The relevant market was defined as the sale and supply of urea in Maharashtra, where RCFL has maintained a stable 40%+ market share for three years in a highly concentrated market with high farmer dependence. On this basis, the CCI formed a prima facie view that RCFL is dominant.
Alleged abuses included tie-in arrangements, unfair conditions, supplementary obligations, and leveraging dominance to promote other products (Sections 3 and 4). The CCI rejected the denial of market access claim, observing that it concerned secondary products rather than the urea market itself. This reflects a pattern of the CCI treating denial of access claims narrowly, limiting them to the dominant market itself rather than to related markets.
The matter has been referred to the Director General for investigation.
Real estate: Emaar holds no dominance in Gurugram villa development (order available here)
A complaint alleged that Emaar India Limited misled villa buyers by later permitting builder-floor developments within the same project. The CCI defined the market as the “development and sale of villas in Gurugram,” noting that villas differ from apartments in consumer preferences and price levels.
Reviewing licensing data, the CCI observed the presence of major developers including DLF, Godrej, and Tata Housing in the relevant market. Emaar did not hold a dominant position, and without dominance, the abuse claims could not be sustained. Allegations of vertical restraints were also unsupported. The matter was accordingly closed.
Inter-se vendor disputes: outside the scope of the Competition Act (order available here)
A retired army officer alleged that a rival juice vendor at Command Hospital, Kolkata, engaged in unfair competition, including below-cost pricing and operating without licenses.
The CCI emphasised that the Competition Act requires either an anti-competitive agreement or abuse of dominance. Neither was present. Pricing by a small vendor did not raise competition concerns, while licensing and hygiene issues fall within the jurisdiction of other authorities. The complaint was dismissed.
Industrial software: AVEVA not dominant (order available here)
A complaint against AVEVA Group alleged tying of its MES, SCADA, and Historian software into bundled subscriptions. While these products are functionally non-substitutable, the CCI defined the relevant market as “market for MES, SCADA and Historian industrial automation software in India” treating them as part of a broader, interconnected ecosystem. This shows the CCI is increasingly looking at how product suites shape competition, not just whether they are interchangeable.

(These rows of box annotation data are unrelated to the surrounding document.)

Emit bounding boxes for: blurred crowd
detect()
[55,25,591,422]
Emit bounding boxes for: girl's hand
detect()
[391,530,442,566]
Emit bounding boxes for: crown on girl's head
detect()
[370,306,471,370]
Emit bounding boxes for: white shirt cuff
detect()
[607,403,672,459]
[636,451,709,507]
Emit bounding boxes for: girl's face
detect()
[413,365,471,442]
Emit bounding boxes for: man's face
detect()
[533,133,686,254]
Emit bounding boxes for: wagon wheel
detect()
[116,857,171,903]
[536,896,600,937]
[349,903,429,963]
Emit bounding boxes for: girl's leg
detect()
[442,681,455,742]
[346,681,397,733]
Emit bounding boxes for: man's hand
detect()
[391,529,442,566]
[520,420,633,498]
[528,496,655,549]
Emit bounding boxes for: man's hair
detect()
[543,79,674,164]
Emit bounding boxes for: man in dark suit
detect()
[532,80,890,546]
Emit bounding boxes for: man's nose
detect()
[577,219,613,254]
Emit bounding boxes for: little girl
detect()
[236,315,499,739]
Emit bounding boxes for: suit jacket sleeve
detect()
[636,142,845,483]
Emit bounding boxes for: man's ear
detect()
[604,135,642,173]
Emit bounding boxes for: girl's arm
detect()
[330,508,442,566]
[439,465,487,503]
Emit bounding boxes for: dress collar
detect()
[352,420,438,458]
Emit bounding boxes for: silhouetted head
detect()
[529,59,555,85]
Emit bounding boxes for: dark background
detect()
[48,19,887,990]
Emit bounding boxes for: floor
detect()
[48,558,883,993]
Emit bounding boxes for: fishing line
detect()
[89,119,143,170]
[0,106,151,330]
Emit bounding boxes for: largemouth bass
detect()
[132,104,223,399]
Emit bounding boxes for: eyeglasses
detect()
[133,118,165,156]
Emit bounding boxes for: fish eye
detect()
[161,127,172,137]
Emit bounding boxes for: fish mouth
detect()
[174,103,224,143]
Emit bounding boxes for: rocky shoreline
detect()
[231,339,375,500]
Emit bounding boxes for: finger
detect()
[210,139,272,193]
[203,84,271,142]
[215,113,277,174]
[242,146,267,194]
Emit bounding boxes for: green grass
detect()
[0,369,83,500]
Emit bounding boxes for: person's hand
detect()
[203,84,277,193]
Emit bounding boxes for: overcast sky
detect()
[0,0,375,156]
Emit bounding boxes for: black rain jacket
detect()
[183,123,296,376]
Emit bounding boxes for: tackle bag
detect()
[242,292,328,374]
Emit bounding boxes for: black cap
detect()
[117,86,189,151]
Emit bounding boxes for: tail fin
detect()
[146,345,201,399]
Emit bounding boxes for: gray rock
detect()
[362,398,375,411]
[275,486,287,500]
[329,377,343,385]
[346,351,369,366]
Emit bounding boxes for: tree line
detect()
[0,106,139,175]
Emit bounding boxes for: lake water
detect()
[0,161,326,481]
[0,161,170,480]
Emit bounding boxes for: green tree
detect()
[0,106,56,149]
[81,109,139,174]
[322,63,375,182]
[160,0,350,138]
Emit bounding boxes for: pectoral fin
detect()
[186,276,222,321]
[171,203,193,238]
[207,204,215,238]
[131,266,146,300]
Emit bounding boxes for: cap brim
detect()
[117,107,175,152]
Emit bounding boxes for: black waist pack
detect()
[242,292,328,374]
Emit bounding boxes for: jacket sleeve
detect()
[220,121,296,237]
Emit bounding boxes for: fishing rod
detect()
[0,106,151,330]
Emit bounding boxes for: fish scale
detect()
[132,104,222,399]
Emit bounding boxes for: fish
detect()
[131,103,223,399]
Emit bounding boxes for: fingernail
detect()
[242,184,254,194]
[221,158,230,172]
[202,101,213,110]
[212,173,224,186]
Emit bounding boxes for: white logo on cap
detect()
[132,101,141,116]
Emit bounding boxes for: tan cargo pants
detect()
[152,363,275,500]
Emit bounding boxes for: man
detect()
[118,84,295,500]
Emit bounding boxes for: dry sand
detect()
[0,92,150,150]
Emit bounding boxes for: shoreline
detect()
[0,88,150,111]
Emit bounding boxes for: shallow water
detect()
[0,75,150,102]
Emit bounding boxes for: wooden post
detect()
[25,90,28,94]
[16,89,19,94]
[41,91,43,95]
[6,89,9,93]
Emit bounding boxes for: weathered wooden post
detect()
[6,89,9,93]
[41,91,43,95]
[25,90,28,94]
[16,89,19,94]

The CCI observed that the market remained competitive, with major players such as Siemens, Rockwell, SAP, Honeywell, and Emerson. AVEVA was not found to be dominant, and the tying allegations could not be upheld.
Adtech: new complaint against Google clubbed (order available here)
ADIF also filed a complaint concerning Google’s conduct in online display advertising. Allegations included tying its ad server with its ad exchange, restricting YouTube inventory to its own DSP, and self-preferencing through allocation practices.
The CCI noted that these issues overlapped with those already under investigation in the 'Publishers Case’ (Case Nos. 41 of 2021, 10 of 2022, 36 of 2022, and 34 of 2024). Exercising its powers under Section 26(1), the CCI consolidated ADIF’s complaint with the ongoing matter to ensure a comprehensive investigation. The move reflects the CCI’s preference for consolidating overlapping complaints into a single, comprehensive inquiry.